Sport is based around passion, and people want to win and they want to achieve success and they want to do as well as they possibly can and sport needs people to be that way. If people didn’t care, then nobody would be invested in sport and sport wouldn’t matter. So it’s good that athletes are passionate, they want to do everything they possibly can to be successful. But, that does not extend as far as cheating and people do cheat because that passion gets out of control. And what you need to have, I believe, is passion that involves being proud of the way that you do it and so you can be passionate about wanting to be the best that you possibly can, but also passionate about doing that in a way that is ethical and moral and that you’re proud of.
And those passions can align to create a really healthy relationship with sport and with wanting to achieve high success.
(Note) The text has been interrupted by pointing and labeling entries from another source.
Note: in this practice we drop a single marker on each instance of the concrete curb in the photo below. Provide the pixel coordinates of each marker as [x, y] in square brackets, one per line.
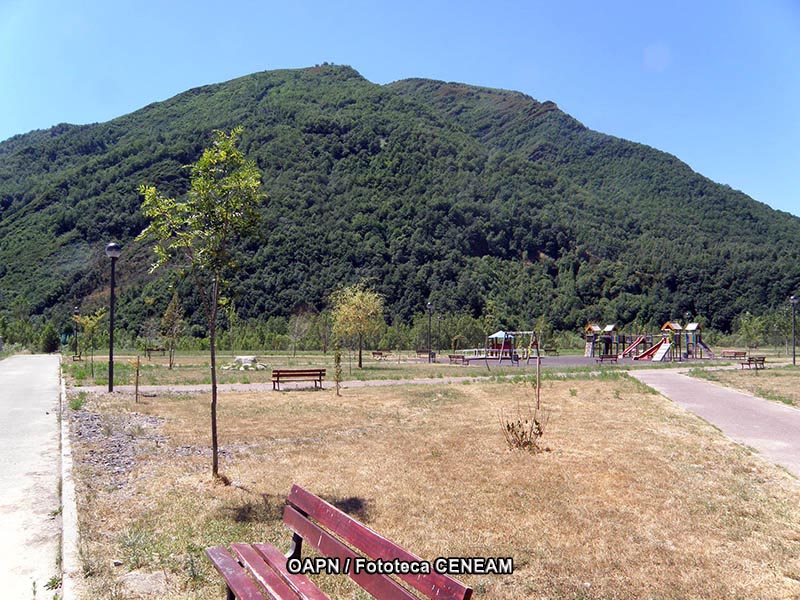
[71, 573]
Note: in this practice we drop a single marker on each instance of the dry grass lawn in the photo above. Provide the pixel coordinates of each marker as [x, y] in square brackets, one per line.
[635, 499]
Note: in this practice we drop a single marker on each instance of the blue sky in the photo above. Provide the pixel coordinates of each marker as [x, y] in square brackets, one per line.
[716, 83]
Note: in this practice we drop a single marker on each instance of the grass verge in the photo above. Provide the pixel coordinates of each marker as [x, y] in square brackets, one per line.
[634, 499]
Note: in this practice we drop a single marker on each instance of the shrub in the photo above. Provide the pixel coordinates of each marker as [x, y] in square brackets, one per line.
[526, 430]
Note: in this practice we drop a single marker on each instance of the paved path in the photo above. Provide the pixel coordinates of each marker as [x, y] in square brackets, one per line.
[29, 475]
[771, 428]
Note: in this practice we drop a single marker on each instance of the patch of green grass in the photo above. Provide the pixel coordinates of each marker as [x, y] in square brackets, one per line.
[768, 394]
[77, 401]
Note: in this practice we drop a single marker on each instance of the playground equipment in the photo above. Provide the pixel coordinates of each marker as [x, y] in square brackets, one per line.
[631, 348]
[502, 345]
[601, 342]
[695, 346]
[668, 347]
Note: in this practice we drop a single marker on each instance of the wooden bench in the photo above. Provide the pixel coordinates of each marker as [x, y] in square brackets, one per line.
[458, 359]
[606, 358]
[260, 571]
[281, 375]
[754, 362]
[149, 351]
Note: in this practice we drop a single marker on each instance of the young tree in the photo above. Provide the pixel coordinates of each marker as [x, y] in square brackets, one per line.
[357, 312]
[200, 230]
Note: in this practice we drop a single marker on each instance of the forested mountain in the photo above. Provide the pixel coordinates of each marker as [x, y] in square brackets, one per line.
[438, 192]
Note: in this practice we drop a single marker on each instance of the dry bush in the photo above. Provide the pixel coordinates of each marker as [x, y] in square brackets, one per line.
[526, 430]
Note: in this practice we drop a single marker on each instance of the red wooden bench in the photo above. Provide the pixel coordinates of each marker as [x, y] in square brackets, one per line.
[279, 375]
[260, 571]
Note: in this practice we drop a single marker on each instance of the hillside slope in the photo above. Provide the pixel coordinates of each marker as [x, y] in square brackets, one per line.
[442, 192]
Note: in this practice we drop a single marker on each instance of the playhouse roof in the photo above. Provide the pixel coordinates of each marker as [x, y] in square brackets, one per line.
[500, 335]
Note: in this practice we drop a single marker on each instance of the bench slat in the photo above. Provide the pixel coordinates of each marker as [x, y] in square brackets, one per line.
[380, 586]
[301, 585]
[264, 571]
[375, 545]
[235, 577]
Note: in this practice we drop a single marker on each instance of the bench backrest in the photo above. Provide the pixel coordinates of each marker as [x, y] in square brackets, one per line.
[329, 530]
[298, 372]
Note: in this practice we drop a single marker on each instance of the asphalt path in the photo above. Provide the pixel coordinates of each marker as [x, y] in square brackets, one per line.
[771, 428]
[29, 475]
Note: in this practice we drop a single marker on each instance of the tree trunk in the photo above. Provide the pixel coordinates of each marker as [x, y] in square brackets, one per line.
[212, 335]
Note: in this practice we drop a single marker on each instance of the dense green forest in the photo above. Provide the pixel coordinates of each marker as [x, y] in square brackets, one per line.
[480, 201]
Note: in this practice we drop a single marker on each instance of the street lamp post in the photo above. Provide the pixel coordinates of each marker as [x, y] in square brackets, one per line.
[112, 251]
[75, 313]
[430, 312]
[793, 300]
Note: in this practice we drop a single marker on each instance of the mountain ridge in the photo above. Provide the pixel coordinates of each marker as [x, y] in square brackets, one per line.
[437, 191]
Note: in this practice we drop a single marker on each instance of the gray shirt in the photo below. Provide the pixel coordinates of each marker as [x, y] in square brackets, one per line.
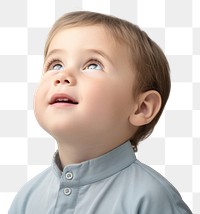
[114, 183]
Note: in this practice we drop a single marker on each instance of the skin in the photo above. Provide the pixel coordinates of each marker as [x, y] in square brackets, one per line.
[86, 64]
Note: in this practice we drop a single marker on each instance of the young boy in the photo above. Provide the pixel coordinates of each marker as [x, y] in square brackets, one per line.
[104, 86]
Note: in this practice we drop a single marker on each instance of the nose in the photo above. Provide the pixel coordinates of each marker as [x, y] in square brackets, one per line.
[65, 79]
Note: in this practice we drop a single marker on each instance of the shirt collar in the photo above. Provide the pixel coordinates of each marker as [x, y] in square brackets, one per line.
[99, 168]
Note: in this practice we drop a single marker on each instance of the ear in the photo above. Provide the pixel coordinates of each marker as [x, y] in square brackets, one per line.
[146, 108]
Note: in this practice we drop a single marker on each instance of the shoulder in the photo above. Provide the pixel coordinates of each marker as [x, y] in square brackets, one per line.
[155, 194]
[28, 190]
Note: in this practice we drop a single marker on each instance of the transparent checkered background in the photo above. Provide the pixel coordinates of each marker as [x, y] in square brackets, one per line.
[174, 147]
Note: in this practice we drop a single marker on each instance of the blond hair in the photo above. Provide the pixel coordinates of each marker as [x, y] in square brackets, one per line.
[152, 69]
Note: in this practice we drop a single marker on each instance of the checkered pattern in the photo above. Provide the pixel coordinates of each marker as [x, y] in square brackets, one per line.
[174, 147]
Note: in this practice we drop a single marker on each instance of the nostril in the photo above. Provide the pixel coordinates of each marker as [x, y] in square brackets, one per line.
[57, 82]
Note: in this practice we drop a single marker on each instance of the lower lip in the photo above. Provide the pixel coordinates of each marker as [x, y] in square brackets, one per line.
[63, 104]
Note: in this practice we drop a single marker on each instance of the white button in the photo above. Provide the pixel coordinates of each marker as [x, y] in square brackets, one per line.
[67, 191]
[69, 175]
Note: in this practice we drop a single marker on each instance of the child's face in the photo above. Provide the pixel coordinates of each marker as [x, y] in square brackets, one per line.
[87, 86]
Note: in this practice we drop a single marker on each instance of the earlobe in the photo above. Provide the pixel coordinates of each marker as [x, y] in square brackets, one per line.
[147, 106]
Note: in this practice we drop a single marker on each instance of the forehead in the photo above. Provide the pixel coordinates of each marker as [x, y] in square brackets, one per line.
[88, 37]
[95, 34]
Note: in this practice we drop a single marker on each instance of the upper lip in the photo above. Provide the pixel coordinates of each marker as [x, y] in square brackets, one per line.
[66, 98]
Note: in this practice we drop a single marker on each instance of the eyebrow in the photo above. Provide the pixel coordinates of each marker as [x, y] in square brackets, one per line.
[101, 53]
[96, 51]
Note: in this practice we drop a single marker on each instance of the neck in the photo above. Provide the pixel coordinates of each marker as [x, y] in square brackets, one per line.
[73, 152]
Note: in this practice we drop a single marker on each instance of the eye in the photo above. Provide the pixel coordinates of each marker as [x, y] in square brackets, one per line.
[53, 65]
[93, 65]
[57, 67]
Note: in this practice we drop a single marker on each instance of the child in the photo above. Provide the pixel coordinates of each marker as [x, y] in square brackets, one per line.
[104, 86]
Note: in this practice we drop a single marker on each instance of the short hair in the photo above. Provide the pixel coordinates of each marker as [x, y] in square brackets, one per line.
[146, 57]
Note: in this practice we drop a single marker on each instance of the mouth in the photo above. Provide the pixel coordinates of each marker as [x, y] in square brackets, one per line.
[62, 99]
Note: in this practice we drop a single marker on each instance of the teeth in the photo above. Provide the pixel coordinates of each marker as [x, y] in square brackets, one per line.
[62, 100]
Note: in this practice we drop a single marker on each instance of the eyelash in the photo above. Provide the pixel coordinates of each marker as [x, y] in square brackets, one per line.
[51, 62]
[93, 61]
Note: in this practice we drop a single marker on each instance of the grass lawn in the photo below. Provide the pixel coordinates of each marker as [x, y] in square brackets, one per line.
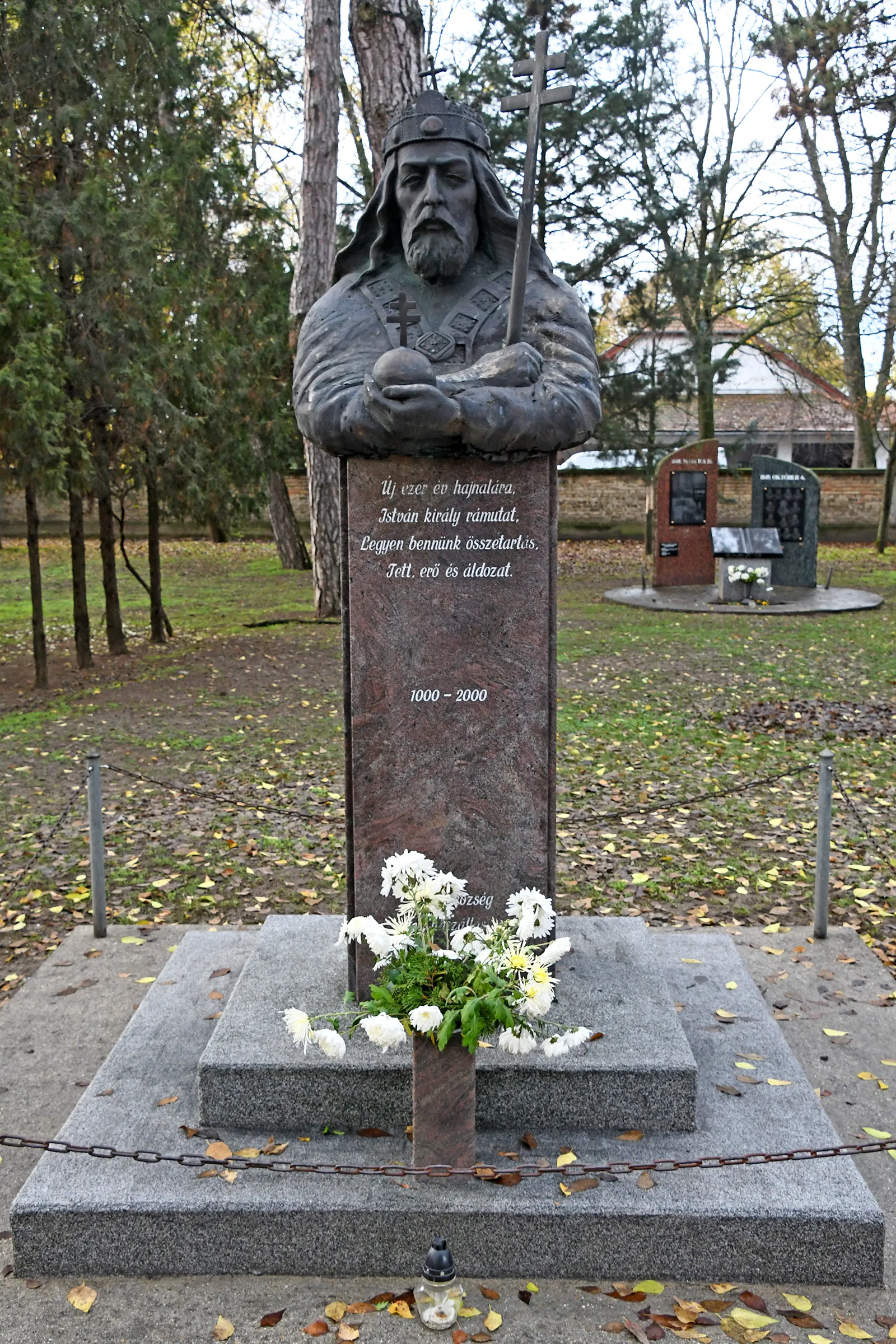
[656, 711]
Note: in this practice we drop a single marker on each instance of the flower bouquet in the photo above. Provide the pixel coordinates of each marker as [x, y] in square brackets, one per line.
[749, 576]
[440, 978]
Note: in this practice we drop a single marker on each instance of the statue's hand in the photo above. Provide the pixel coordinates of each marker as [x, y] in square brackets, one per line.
[413, 410]
[514, 366]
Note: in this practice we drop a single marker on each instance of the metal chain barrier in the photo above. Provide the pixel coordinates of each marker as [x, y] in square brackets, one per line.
[703, 797]
[214, 796]
[34, 858]
[863, 823]
[510, 1175]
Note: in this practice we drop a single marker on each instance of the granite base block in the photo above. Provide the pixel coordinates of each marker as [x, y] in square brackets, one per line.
[640, 1076]
[802, 1222]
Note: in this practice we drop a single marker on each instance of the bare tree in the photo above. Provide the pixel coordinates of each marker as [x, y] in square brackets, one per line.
[689, 167]
[389, 38]
[839, 65]
[315, 267]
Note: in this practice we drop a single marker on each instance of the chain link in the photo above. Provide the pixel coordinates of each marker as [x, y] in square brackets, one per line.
[510, 1175]
[703, 797]
[861, 822]
[62, 816]
[216, 796]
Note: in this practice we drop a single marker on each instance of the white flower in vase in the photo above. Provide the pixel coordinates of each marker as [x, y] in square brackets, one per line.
[385, 1032]
[298, 1025]
[425, 1019]
[520, 1043]
[329, 1042]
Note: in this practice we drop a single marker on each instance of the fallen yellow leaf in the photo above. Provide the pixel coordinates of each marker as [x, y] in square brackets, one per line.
[218, 1151]
[82, 1298]
[752, 1320]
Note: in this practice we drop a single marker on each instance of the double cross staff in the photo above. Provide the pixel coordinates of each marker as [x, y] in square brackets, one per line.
[403, 312]
[535, 100]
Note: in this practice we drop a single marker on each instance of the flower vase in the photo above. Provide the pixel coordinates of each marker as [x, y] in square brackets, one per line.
[444, 1104]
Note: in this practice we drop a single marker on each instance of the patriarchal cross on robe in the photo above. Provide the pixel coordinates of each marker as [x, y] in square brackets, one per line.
[535, 100]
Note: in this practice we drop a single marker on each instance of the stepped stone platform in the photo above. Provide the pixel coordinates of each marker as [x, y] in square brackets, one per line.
[782, 601]
[785, 1222]
[640, 1076]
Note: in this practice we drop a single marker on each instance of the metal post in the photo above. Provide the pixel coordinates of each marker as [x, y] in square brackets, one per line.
[823, 841]
[97, 846]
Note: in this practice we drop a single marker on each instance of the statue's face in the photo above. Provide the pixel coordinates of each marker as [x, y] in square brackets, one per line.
[436, 193]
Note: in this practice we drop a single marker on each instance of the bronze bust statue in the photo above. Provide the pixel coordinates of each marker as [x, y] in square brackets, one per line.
[430, 268]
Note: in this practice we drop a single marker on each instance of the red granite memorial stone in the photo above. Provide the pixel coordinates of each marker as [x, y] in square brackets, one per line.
[450, 675]
[685, 492]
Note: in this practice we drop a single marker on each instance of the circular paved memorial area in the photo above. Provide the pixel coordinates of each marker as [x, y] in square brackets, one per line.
[782, 601]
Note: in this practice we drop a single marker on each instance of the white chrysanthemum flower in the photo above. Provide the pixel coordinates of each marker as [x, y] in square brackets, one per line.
[402, 871]
[517, 1045]
[298, 1025]
[426, 1018]
[329, 1042]
[383, 1032]
[554, 952]
[533, 912]
[516, 958]
[538, 998]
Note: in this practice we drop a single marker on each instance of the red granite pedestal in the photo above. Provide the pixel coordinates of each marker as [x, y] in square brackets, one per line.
[685, 491]
[449, 644]
[444, 1104]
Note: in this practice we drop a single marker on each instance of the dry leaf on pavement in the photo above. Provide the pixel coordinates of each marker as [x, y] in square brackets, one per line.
[82, 1298]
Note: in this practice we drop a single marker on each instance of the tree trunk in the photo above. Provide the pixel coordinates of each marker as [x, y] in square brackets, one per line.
[323, 499]
[218, 530]
[156, 610]
[291, 546]
[80, 612]
[38, 635]
[315, 267]
[389, 41]
[115, 629]
[887, 502]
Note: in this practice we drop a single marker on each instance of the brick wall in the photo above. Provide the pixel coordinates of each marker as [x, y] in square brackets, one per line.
[595, 503]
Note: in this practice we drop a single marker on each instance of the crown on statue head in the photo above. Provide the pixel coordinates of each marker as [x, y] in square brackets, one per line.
[432, 116]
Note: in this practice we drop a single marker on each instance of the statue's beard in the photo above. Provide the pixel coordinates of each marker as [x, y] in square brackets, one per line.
[437, 254]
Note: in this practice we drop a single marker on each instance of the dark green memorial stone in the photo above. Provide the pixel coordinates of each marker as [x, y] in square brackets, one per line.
[787, 496]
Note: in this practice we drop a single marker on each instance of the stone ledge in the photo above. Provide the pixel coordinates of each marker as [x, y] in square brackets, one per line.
[640, 1076]
[780, 1224]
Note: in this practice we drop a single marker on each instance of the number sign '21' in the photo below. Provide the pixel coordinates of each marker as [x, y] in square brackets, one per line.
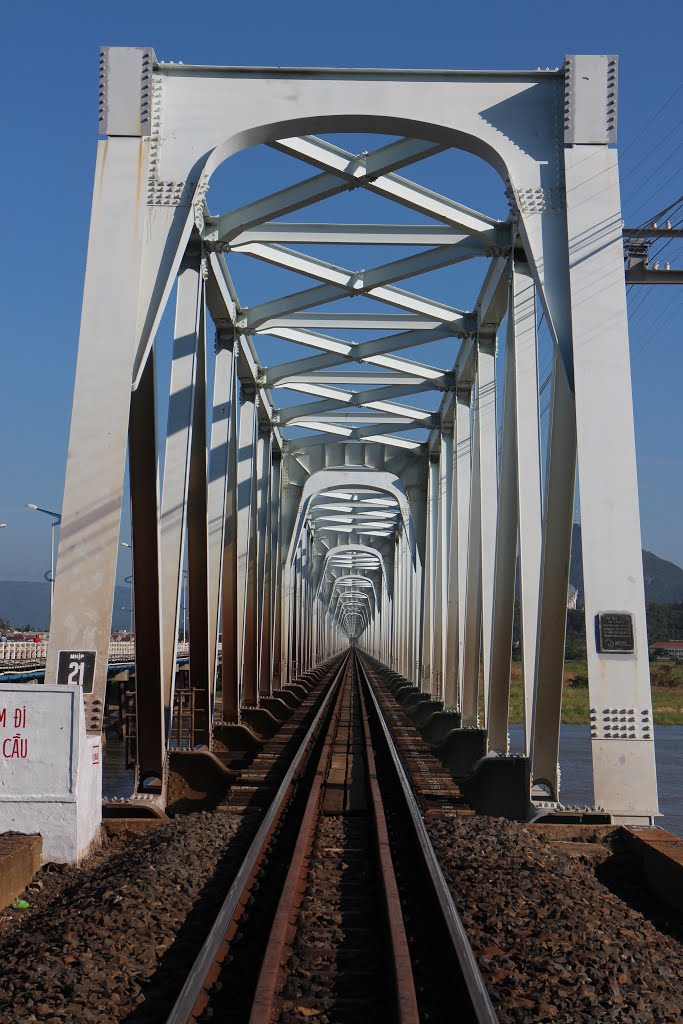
[77, 668]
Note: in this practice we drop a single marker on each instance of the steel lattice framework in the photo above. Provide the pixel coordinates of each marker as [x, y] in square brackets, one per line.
[388, 521]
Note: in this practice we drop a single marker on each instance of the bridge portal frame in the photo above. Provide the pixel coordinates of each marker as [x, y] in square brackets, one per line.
[550, 135]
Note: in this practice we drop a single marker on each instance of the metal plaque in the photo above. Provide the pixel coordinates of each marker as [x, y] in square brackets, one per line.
[615, 633]
[77, 668]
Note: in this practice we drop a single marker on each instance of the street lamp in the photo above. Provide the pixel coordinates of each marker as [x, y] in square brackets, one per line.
[124, 544]
[184, 605]
[56, 519]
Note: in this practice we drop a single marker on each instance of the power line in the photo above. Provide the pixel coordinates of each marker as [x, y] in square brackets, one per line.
[652, 120]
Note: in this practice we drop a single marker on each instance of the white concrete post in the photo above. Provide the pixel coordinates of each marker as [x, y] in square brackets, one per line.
[623, 734]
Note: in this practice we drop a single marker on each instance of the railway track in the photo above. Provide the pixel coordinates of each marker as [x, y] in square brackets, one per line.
[340, 911]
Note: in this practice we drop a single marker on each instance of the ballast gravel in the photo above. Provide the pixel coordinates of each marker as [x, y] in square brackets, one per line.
[113, 940]
[553, 941]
And I think that the reason people cheat is because their passion to succeed is not lined up with their ownership over their own results and their desire to do it a way that they’re proud of. I think that everybody in the youth sports community can really prioritize the positive aspects of being an athlete. And that includes being proud of the process and being involved in making sure that athletes are educated about what they’re doing and are wanting to be the best that they can be personally and not so focused on outcome goals, especially at a really young age.
Because if you can teach an athlete to work hard and to show the relationship between dedication and success, then that athlete is going to be self motivated but also, going to take pride in doing it the way that they know is right, as opposed to pushing an athlete to achieve success early, regardless of the cost. I think it’s really important to differentiate positive desire to succeed from an all-encompassing need to achieve results.